Were Boston Scientific to suffer from a disruption of its manufacturing facilities (eg, a fire, industrial accident, or contamination), the company knows that the time to fix and recertify a disrupted facility could leave the company without a major portion of its revenues and profits and allow its aggressive competitors to take Boston Scientific's market share.

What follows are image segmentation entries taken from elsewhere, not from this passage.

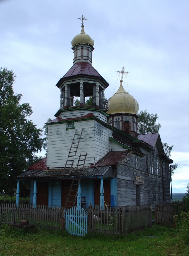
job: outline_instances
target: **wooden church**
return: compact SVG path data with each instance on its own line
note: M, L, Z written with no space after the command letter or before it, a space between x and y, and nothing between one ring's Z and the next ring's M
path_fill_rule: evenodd
M109 84L92 66L94 42L71 42L73 65L57 83L59 108L48 125L47 157L17 177L31 182L34 205L104 208L170 202L169 165L158 133L138 135L139 104L122 86L108 101ZM74 105L75 97L79 105ZM92 98L92 106L86 99Z

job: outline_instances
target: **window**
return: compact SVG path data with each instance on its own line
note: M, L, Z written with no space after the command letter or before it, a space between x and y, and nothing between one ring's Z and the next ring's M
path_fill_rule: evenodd
M120 130L120 121L114 122L114 127L117 129Z
M159 184L158 185L158 200L160 200L161 199L161 189L160 188L160 185Z
M134 122L134 131L137 132L137 123Z
M153 189L153 196L154 201L155 201L156 199L156 196L155 195L155 189L154 188Z
M73 129L74 128L73 123L69 123L67 124L66 129Z
M153 152L151 152L149 156L150 173L153 173Z
M135 117L134 117L134 121L133 123L134 124L134 131L136 132L137 132L137 121L136 120L136 118Z
M137 169L139 169L139 159L137 157L136 157L135 162L135 166Z
M159 156L158 155L157 156L157 175L160 175L159 172Z

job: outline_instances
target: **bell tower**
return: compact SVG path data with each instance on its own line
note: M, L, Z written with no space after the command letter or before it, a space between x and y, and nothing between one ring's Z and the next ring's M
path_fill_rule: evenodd
M86 100L91 97L92 105L89 107L105 113L108 110L104 90L109 84L92 66L94 41L84 31L86 19L83 15L78 18L82 21L81 30L71 41L73 65L56 85L60 90L60 97L59 111L55 116L61 118L62 112L76 107L74 105L75 98L79 99L80 107L88 108Z

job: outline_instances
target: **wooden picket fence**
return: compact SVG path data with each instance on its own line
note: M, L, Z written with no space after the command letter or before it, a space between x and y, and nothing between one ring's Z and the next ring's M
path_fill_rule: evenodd
M88 212L90 233L121 234L141 230L152 226L151 210L147 206L94 207ZM42 228L59 230L65 228L64 208L60 206L0 204L0 222L29 221Z
M159 225L175 228L177 217L183 210L184 203L175 202L159 204L155 207L155 222Z
M120 234L142 230L152 226L149 206L94 207L89 210L89 230L91 232Z
M60 206L49 206L14 204L0 204L0 222L19 222L28 220L31 225L43 228L60 229L63 221L64 208Z

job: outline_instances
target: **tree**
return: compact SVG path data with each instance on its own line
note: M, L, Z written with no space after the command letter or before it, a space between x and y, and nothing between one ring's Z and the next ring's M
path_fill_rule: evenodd
M52 119L50 117L49 117L47 119L47 122L51 121ZM48 125L45 124L43 127L44 131L44 134L45 135L45 138L44 138L44 141L43 143L43 147L46 151L45 157L46 157L47 154L47 144L48 143Z
M90 97L88 99L87 99L85 103L86 106L92 106L93 105L93 97Z
M38 160L44 139L42 131L28 117L32 113L28 103L21 104L22 96L14 94L16 76L0 68L0 192L12 195L16 177Z
M168 156L169 158L171 157L171 152L174 146L174 145L172 146L169 146L166 143L163 143L163 147L164 150L165 154ZM174 175L174 172L178 166L178 164L176 163L170 165L170 178L172 181L172 177Z
M88 99L87 99L85 103L85 106L92 106L93 105L93 97L89 97ZM76 99L74 101L74 106L79 106L79 99Z
M185 210L189 210L189 183L187 185L186 188L187 192L186 195L183 197L183 201L184 201Z
M138 122L138 132L139 134L148 134L149 133L156 133L159 132L159 128L161 126L159 123L157 123L158 119L157 114L149 114L145 109L144 111L141 110L138 115L139 118ZM169 146L166 143L163 143L163 147L165 154L170 158L171 157L171 152L172 151L173 145ZM174 171L177 168L178 165L174 163L170 165L170 179L174 174Z
M141 110L138 115L137 120L138 132L139 134L156 133L159 132L161 124L156 122L158 119L157 114L149 114L146 109Z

After assessing its vulnerabilities, Boston Scientific built redundant production lines for some of its most important products. These alternative manufacturing facilities are kept FDA-certified and ready to go in the event of a disruption. The company also has personnel who maintain the skill levels needed to operate those redundant lines. Although such redundancy is not inexpensive, the company realized that failing to maintain redundancy risks the entire company and decided to protect itself against that risk. Other companies aim for less than 100 percent capacity utilization rates on their existing production lines, reasoning that the unused capacity acts as a cushion to absorb unanticipated large orders.

Yet other companies, such as Helix, a maker of high-performance vacuum pumps, rely on their suppliers to provide extra capacity. Helix used Demand Flow Technology, in part, to segment its manufacturing processes into short, easily taught steps that in an emergency can be transferred to others. Having analyzed the capacities and capabilities of suppliers, Helix knows that it could quickly teach certain suppliers to make its products.